The next few miles are along the river Avon heading pass old warehouses with original crane houses still intact. The route goes under the original railway line of Green Park Station, the terminus of the railway line, which now hosts a variety of small businesses. As the route heads out of Bath there is one final river crossing to complete the loop back into Linear Park and rejoin the route of the Somerset and Dorset Railway. There is a crossing of a potentially busy road. Please use the zebra crossing and follow the instructions of the marshals. Through a couple of streets and the route rejoins the Two Tunnels route in Linear Park. The route then goes back under the start point at Claude Avenue Bridge and towards Devonshire Tunnel.

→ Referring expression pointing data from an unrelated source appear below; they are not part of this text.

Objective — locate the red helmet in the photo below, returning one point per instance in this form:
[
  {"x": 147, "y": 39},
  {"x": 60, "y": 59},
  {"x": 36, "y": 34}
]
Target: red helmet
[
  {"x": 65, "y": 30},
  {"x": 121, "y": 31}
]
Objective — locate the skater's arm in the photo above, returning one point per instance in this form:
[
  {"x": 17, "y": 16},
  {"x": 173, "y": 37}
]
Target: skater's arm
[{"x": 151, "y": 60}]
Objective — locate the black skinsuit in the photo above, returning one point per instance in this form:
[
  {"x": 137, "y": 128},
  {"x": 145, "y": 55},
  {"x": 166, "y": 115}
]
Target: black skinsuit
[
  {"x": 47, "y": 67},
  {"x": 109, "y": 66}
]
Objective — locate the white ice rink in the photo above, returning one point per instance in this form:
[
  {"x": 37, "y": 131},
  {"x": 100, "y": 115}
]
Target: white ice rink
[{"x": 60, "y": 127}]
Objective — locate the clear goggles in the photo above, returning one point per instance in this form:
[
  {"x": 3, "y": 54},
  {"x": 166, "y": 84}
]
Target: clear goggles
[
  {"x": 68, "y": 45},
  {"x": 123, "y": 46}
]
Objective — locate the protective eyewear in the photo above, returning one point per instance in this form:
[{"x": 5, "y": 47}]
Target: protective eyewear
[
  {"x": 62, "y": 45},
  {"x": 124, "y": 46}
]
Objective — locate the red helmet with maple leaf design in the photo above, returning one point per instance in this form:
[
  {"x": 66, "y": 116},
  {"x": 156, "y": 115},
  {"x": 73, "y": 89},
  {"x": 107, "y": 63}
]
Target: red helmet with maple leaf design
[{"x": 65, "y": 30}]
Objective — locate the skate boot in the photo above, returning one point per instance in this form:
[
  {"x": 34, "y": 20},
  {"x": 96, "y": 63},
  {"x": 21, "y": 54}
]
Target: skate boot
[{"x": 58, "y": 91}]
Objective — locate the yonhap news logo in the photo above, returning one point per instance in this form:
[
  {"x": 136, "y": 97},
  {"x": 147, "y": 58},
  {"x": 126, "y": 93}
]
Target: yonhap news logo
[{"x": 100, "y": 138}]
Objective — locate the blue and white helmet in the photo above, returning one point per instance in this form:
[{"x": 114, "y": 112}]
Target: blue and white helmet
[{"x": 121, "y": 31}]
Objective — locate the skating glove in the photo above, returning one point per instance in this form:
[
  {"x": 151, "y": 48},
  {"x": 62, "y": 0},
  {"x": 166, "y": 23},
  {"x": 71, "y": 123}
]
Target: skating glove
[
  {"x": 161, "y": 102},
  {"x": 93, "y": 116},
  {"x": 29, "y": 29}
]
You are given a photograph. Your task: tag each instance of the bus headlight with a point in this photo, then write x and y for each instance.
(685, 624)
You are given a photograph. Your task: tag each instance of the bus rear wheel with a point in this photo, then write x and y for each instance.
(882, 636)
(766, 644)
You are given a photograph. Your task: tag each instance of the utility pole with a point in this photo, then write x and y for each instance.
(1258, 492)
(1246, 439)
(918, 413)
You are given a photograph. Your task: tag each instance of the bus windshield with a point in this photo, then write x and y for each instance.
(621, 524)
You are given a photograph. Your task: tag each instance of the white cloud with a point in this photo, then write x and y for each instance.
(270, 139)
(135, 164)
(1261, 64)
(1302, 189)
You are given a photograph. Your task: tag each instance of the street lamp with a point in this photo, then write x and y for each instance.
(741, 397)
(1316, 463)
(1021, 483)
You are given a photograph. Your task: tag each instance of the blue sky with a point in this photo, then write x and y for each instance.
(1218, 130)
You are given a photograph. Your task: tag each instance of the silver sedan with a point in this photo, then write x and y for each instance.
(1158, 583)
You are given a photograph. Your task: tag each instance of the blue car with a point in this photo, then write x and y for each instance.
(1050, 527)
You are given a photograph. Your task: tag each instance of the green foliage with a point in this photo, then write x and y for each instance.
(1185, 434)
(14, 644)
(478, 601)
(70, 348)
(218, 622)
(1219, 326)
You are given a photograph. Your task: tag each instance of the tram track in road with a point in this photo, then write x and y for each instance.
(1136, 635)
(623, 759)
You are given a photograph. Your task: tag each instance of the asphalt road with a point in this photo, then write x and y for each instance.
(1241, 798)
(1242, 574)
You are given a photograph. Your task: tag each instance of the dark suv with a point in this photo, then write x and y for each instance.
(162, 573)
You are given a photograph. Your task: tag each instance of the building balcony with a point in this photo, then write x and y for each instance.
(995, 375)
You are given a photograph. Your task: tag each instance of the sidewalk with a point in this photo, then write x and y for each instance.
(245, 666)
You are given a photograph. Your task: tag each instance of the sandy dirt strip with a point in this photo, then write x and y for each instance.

Half Marathon runners turn left left into Bloomfield Open Space to the finish line 50m through the gate! Marathon runners head into the Devonshire Tunnel to start their second lap of the same route. Upon completing the second loop runners turn left info Bloomfield Open Space just before the entrance to the Devonshire Tunnel.

The route for the half marathon is 22.5km long and the marathon is 43.7km long as we had to include all these beautiful features of Bath's history and we couldn't bring ourselves to make it any shorter!

10km 'Return Ticket'

The whole route is on a fast tarmaced surface with gentle gradients of no more than 2% in only a few places on the route. This makes this a great fast course, certainly the fastest Relish Running course out there and there is a great chance of recording a PB on this route!

The 10km heads steadily uphill towards the 408m long Devonshire tunnel, passing by the finish area on the left hand side and registration area in Bloomfield Open Space. After rounding the first tunnel runners emerge out in the wooded Lyncombe Vale area. There is 1km of open running along the elevated embankment and through cuttings before entering Combe Down tunnel. Combe Down Tunnel is over 1 mile in length and that makes this event the running race with the longest tunneled section in the Britain.

The race heads over Tucking Mill viaduct on a gentle downhill gradient towards Midford Station. Look out for Midford Castle on the right hand elevetion! At Midford station runners make a U turn around the cones before retracing their steps through the Combe Down Tunnels and Devonshire Tunnel. Please keep to the left hand side as you start to run back to Bath to ensure you don't meet runners heading the other way.

This route will be an accurate 10km, though don't be surprised if your Garmin thinks you have run up and over the hills of Bath and have been flying up 10% hills!


The 5km  will run through the 408m long Devonshire Tunnel and out into Lyncombe Vale. There will be a turn around point just before the entrance to the Combe Down Tunnel before runners retrace their steps to Brickfield's Park.